# The worst wine



## mississippi mud (Feb 13, 2008)

Since I've started making the kits I try to taste different commercial wines before I purchase the kits. RecentlyItried a dry roseand had to force half a glass of it down










.Is there any way to tell if a wine has gone bad because I can not see where any body would buy a 2ND bottle or even drink the other half of the 1ST glass. I suspect folks that say "I just can't drink wine" grabbed up a bottle of this



. 
I hope the label is a floater at least



*Edited by: mississippi mud *


----------



## grapeman (Feb 13, 2008)

I remember a few years ago I was going to make a WE Australian Shiraz and had never had a Shiraz before, so I went down to the local store and picked up a bottle for about $15. I brought it home opened it up and poured myself a glass. It had a less than desireable first impression on the nose and I took a sip...........BBBLLEECHT. It was the most horrid wine I had ever had. I kept sampling it thinking it would get better. NOPE. Left it to breath for an hour and tasted. HORRID. It was just plain undrinkable to me. Now I was worried. I had a kit of it coming and I kept sayint to myself "I hope the kit doesn't taste like this" Well I made that kit of it and it was very good. I have made a few more of these after that initial one also. Moral of the story: Don't judge a style of wine by one bad bottle. Try another different brand and see how that is. If that one is horrible also, you just might not like the style.


----------



## rgecaprock (Feb 13, 2008)

Be careful where you buy your commercialwine. If it isn't a fast turn over place it is hard to tell where and how they have been stored and shelved and if it has been in the heat of a back room or somewhere, who knows. 

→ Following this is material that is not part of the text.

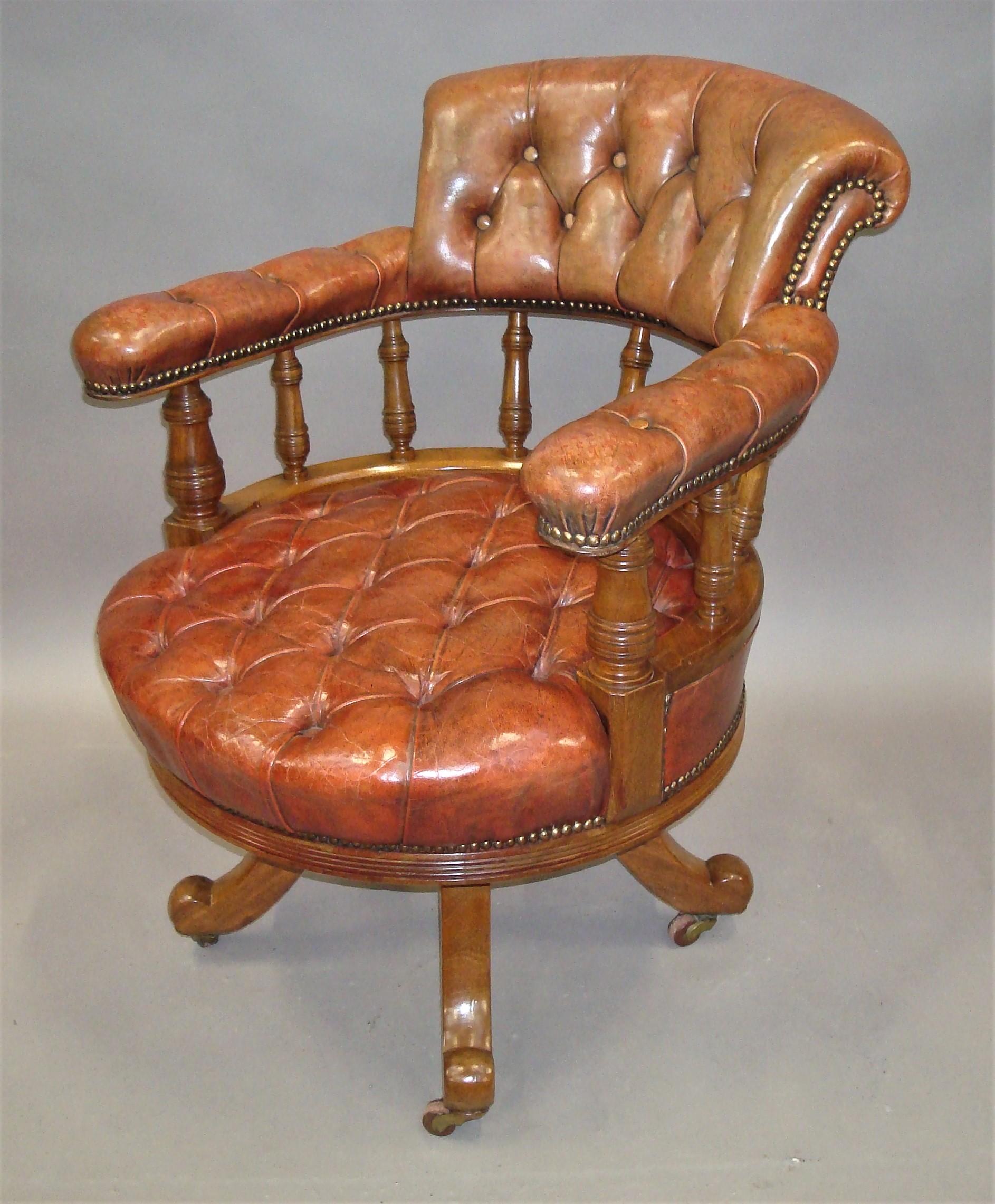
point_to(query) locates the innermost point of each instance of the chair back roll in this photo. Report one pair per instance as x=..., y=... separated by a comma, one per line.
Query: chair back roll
x=673, y=187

I get a little leary when I walk into a place that is stifling hot and the bottles are all dusty like they have been sitting there for years, straight up.


Hope you have a good experience with the next bottle you try. Yours will be just great and you will know the care that went into it.


Ramona


----------



## mississippi mud (Feb 13, 2008)

They actually replied!!! I sent them an email pretty much the same as above just
left the emoticons off and swapped out worst for unpleasant tasting heres what the said 


" Hi Paul. Thank you for the feedback. I actually agree with you. Our Rose’ used to be lovely but is past it’s prime and no longer palatable as a drinking wine. It does however mix well for Sangria. J I do hope that you will give us another chance. If you ever find a Cabernet or any releases of our ‘Firma’ please pick a bottle up. We truly have some lovely wines. I would love to send you a bottle or two but sadly cannot ship to Mississippi at this time. I hope all goes well with your home wine making. Have a wonderful week."

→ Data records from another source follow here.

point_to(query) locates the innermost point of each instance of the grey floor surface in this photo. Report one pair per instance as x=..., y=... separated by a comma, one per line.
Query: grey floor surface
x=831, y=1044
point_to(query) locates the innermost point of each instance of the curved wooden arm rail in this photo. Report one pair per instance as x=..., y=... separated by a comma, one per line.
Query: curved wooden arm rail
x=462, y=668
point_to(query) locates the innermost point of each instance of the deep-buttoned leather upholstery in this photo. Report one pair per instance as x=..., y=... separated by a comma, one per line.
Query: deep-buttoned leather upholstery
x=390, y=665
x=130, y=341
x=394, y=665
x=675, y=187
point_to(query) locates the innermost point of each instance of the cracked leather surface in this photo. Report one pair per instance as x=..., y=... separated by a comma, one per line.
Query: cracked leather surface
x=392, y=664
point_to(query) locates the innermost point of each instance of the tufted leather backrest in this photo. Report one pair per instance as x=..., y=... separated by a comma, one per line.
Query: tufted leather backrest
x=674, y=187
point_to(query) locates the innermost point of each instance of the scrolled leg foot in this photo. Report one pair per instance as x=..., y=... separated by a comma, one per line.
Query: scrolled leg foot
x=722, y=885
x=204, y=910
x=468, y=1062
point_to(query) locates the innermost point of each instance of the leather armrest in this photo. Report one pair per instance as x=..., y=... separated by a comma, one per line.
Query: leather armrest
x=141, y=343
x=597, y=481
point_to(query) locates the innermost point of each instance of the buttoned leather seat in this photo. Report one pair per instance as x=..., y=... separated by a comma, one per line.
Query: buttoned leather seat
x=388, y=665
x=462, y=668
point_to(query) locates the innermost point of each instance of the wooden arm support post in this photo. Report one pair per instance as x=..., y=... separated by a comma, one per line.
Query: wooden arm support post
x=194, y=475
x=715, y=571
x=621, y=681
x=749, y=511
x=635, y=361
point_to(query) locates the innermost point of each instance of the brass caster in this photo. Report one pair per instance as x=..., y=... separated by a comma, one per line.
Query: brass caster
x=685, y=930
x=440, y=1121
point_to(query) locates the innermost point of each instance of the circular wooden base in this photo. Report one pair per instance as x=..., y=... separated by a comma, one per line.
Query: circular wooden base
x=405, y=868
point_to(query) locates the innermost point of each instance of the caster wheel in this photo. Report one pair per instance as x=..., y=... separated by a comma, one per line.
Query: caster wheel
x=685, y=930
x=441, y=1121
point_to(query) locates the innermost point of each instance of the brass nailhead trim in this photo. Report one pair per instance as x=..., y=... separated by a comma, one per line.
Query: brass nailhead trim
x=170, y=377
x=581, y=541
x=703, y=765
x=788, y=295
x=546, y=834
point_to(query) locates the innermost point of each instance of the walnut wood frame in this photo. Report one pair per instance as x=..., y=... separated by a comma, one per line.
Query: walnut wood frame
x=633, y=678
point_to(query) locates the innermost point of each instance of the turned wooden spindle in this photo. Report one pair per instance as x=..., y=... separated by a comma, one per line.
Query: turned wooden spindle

I'll have to try another type (if the label floats).


----------



## Wade E (Feb 13, 2008)

That email they sent you is so ridiculous! So they know it [email protected]#ks and they still have it for sale on the shelves. Thats 1 very good way to for a company to go under.


----------



## Wade E (Feb 13, 2008)

Please pm me the name of this brand so as I dont ever buy this product.


----------



## mississippi mud (Feb 13, 2008)

wade said:


> That email they sent you is so ridiculous! So they know it [email protected]#ks and they still have it for sale on the shelves. Thats 1 very good way to for a company to go under.








I was wondering if anybody caught that. After she sent this email I called the store where I purchased the wine to see if they could receive the replacement bottle . The owner said bring it back I'll replace .Not sure if she meant with the same kind or something drinkable. I don't think she could believe they said that either.


----------



## PeterZ (Feb 14, 2008)

The implication I got from the email was more like: "When we were making this rose it was a lovely wine, but we stopped making it 10 years ago, so any bottle you find in a retail store is well past its prime."


----------



## Tomy (Feb 14, 2008)

A couple weeks ago after a breakfast of biscuits &amp; gravey I went to the grocery store to pick up a few items, and decided to pick up a bottle of wine. Sence I had never tried Cabernet Sauvignon there was a bottle in the marked down section for $4.99 It was Bella Sera 2001. I thought this might taste ok sence I havent drank most anytype of wine other than, don't laugh, Riunite Lambrusco that we all used to drink sence the summer of '69 while smoking some kick butt herb. I poped the cork as soon as I returned home, poured a bit in a water glass, I know I know, and it was some of the worst stuff I have ever tried to drink. It was bitter, with no taste except like almost viniger, ugh. I took another swig &amp; spit the nasty stuff out, then poured the rest down the sink except the last little bit I poured in my dog's bowl, maybe he will drink the stuff. I am now convinced I can make $5.00 a bottle wine that will taste much better than that crap. Oh well another wine bottle I can use.Tomy


----------



## joeswine (Feb 15, 2008)

tomy, i believe most of us can make a good bottle of wine at about $3/$4 a bottle thats with seals and labels,i also believe that there are some good comercial wine makers out there even thought not there entire lineup of product is to our taste, its not allbad, most winerys have at least one type that they excell in ,i think home wine making is the best because of the effort thats put into it and care,i tasted some wine from our club members that when we opened the bottle and poured a taste,thats as far as it got,the cork went back in!the joy of learning and listening to people on this forum is what good wine making is all about ,people enjoying making wine like you help all of us enjoy this craft ,don't you think?,one down two to go!


----------



## JimCook (Feb 15, 2008)

For all this poo-pooing of commercial wines, remember that this is why there are wine tastings and wine for different people's tastes. Any quality wine retailer will provide tastings on a regular basis. The good ones will not charge for it either. To think that a single varietal could be judged by a single bottle, let alone from a particular price point just isn't sound. In my first year of interest in wine I tasted over 1000 different wines of all types just by hitting 1-4 tastings a month at the different wine stores that have wine for tasting. Some of these tastings had more than 80 wines to sample at them, so in the course of those wines, you can bet that I've tasted wines that tasted worse than a swig of gasoline and yet at other times, I've been very pleasantly surprised by wines that were under $15. At the same time, I will say that thanks to a Gaussian distribution, you can bet that you get what you pay for lots of times, just like when we purchase wine kits. 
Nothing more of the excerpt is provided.